Wheel rate comes from spring/damping rates and sway bars. Randy races cars and most race car's wheel rates are biased towards springs and dampers. This leaves a smaller proportion of wheel rate to the swaybar - for fine tuning.
Street driven cars cannot use heavy spring/damping rates, and so, these are typically way over-bared.
There are a million ways to slice and dice bread, but this is a typical race car approach - in general. Like everything, it's all relative.
Of course, racing rules can govern what you can and cannot do.
Street driven cars cannot use heavy spring/damping rates, and so, these are typically way over-bared.
There are a million ways to slice and dice bread, but this is a typical race car approach - in general. Like everything, it's all relative.
Of course, racing rules can govern what you can and cannot do.
...thought about another reason Randy may have opted for a bar with a lighter than stock rate; It may work well with a car with no front bar...all else equal, to my way of thinking, a one bar setup is a viable direction, I've done it.
Back to your original question Megan... As we all know, the Mini market is flooded with 19-22mm solid bars with 2-3 holes. AFAIK, there are only 3 bars (WMS, IE, Ultrik) that use a slider style adjustment. These 3 bars also come with adjustable drop links. WMS is the only one of these 3 that has a 22mm effective rate bar, while IE and Ultrik have 19mm effective rate. The WMS bar is a work of art and priced accordingly. IE and Ultrik are value leaders, but the 19mm rate is their downfall, as most Mini enthusiasts want a 22mm effective rate.
I think there is room and demand for a bar that has a slider style adjustment and adjustable drop links (like WMS/IE/Ultrik), with a 22-25mm effective rate (similar to WMS), but with affordable pricing (like IE/Ultrik).
Several features can help keep the cost down: using a bent bar rather than a straight bar with custom CNC end links; using polyurethane bushings with zerk fittings rather than special metals or coatings.
I think there is room and demand for a bar that has a slider style adjustment and adjustable drop links (like WMS/IE/Ultrik), with a 22-25mm effective rate (similar to WMS), but with affordable pricing (like IE/Ultrik).
Several features can help keep the cost down: using a bent bar rather than a straight bar with custom CNC end links; using polyurethane bushings with zerk fittings rather than special metals or coatings.

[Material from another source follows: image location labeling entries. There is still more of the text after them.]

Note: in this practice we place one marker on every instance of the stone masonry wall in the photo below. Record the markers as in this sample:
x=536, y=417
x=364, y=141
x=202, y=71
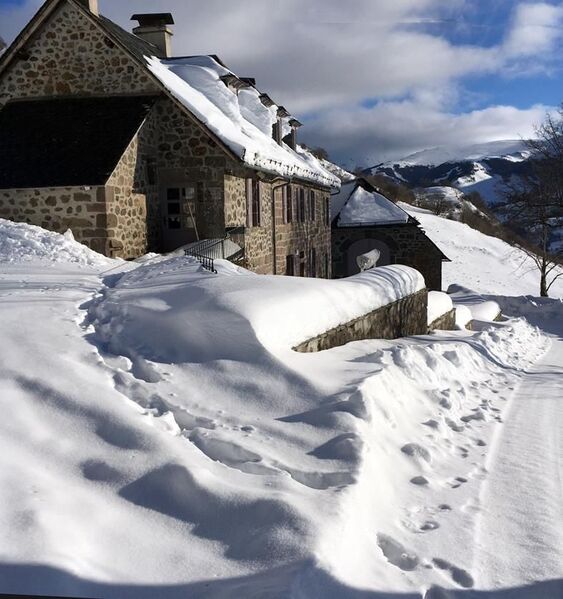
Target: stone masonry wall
x=407, y=245
x=296, y=237
x=402, y=318
x=290, y=238
x=58, y=209
x=126, y=193
x=70, y=56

something to match the H-Sport Race sway bar
i don't know if you already carry a product that matches the performance figures of the H-Sport Rear Race sway bar, but I've looked all over the market for a front sway bar that will match its performance. the race bar is +500% stiffer in the rear than the stock bar, while the most aggresive front sway bar is arount +30% stiffer than stock. obviously this leaves a large gap in performance offered for the front and back, and therefore a market waiting to be exploited. i'd appreciate you taking the time to consider this information, since it would benefit minis to have the performance gains of less sway, but at the same time a more neutral feel. minis are engineered with tons of understeer, that is why people go for the stiffer rear sway bar, but at this point the rear sway bars are so stiff they are producing unbalanced and undesired amounts of oversteer that could be corrected with a stiffer front sway bar.